The Supreme Court drops the wall cases and the Stay in Mexico program from its agenda

The Supreme Court has accepted the request of the administration chaired by Joe Biden to withdraw the cases promoted by the administration of former President Donald Trump over the border wall and the policy of Stay in Mexico from the arguments calendar scheduled for February, as indicated Wednesday the informative website SCOTUSblog.

The Justice Department on Monday asked the Supreme Court to cancel the review of these two controversial measures, which have been challenged in court, as Biden has taken steps to annul them.

Acting Attorney General Elizabeth Prelogar applied to the highest court from the calendar and suspend additional procedures related to the legal defense of the border wall construction and the Stay in Mexico asylum seekers program.

The issue of the border wall was to be discussed on Feb. 22, and the case of Stay in Mexico, which forced asylum seekers to wait for their hearings on the Mexican side of the border, would be heard a week later, on March 1.

The request to strike the defense of the cases reflects the change of course of the new government on immigration and border security.

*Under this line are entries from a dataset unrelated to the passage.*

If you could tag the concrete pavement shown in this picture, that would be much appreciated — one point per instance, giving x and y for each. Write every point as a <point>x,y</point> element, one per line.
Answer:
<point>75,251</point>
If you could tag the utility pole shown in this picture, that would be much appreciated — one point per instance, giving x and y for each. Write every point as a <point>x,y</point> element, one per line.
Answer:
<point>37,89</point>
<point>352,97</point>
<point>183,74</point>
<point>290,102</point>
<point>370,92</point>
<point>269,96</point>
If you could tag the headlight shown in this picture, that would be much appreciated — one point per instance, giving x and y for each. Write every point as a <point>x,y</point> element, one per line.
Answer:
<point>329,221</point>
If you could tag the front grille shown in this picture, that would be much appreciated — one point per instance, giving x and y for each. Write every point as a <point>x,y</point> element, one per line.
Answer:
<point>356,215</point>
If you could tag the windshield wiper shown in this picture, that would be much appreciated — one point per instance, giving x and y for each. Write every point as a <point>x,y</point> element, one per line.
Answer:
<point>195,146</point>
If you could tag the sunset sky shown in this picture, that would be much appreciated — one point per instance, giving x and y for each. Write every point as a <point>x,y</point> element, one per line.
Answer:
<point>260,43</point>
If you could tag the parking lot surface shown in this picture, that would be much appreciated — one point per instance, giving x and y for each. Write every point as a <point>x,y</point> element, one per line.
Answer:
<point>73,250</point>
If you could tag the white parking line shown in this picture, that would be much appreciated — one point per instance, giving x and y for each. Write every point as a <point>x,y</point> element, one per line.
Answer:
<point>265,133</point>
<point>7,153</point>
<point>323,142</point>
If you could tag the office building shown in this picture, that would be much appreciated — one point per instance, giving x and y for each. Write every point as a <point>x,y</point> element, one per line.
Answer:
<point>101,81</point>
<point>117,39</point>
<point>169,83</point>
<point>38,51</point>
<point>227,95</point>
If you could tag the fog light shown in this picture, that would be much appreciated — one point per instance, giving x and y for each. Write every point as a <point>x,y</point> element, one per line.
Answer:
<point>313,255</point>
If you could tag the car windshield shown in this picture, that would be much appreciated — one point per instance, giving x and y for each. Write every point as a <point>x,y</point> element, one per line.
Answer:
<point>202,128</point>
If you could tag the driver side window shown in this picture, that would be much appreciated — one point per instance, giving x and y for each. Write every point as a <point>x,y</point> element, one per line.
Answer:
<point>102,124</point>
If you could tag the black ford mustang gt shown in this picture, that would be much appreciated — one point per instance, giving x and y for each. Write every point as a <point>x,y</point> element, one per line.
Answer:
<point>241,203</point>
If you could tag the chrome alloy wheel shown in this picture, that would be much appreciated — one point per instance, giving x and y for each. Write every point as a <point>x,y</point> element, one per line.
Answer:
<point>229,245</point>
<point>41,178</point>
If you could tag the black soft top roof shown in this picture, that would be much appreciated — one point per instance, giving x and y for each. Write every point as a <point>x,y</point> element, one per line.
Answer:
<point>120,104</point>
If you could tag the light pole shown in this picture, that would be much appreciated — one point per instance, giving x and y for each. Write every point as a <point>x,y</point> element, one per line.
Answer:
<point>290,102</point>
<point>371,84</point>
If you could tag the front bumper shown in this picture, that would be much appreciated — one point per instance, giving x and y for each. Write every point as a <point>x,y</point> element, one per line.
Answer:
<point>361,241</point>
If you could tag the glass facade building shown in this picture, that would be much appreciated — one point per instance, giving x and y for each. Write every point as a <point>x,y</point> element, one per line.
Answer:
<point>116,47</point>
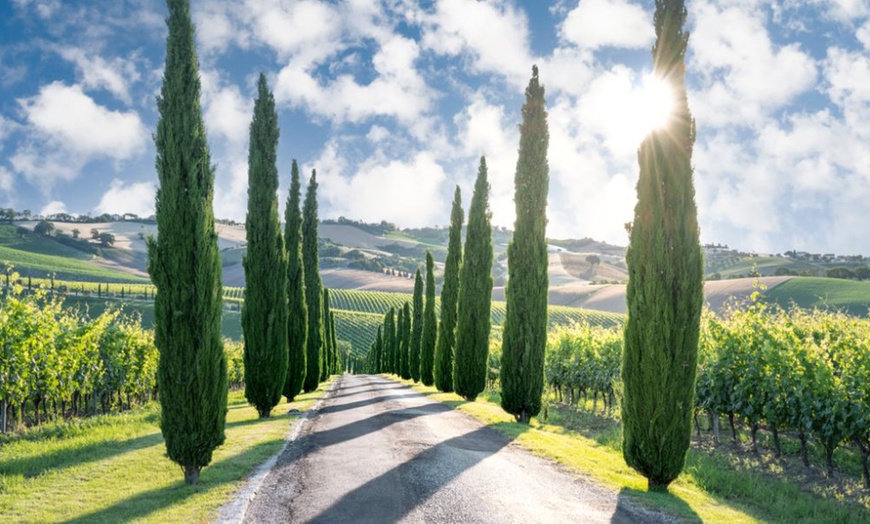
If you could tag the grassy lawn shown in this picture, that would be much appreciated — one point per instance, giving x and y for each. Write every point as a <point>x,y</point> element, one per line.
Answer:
<point>825,293</point>
<point>712,489</point>
<point>114,469</point>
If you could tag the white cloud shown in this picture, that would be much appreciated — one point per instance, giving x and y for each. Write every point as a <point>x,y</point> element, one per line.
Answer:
<point>65,129</point>
<point>114,75</point>
<point>52,208</point>
<point>608,23</point>
<point>493,34</point>
<point>397,91</point>
<point>733,56</point>
<point>227,113</point>
<point>5,180</point>
<point>71,119</point>
<point>863,35</point>
<point>120,198</point>
<point>406,192</point>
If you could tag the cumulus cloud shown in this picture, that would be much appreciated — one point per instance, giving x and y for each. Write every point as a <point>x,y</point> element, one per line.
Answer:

Stopping the wall project was one of the first steps Biden took when he took office. “It will be my government’s policy to stop diverting dollars from US taxpayers to build a border wall,” he said in a proclamation signed Jan. 20.

Another change the incoming government made was to request the Department of Homeland Security from sSpend the policy of returning asylum seekers from Honduras, El Salvador and Guatemala to Mexico’s northern border, instead of allowing them to wait in the United States to handle their cases.

From the end of January 2019 until the program was halted due to the COVID-19 pandemic, over 68,700 people were sent back to Mexico under what the government called the Migrant Protection Protocols.

A federal appeals court ruled last June that the government had falsely deducted $ 2.5 billion from the Pentagon’s anti-drug program to build a boundary wall of more than 100 miles. The court said only Congress could approve such a transfer.

With information from NBC News and The Associated Press.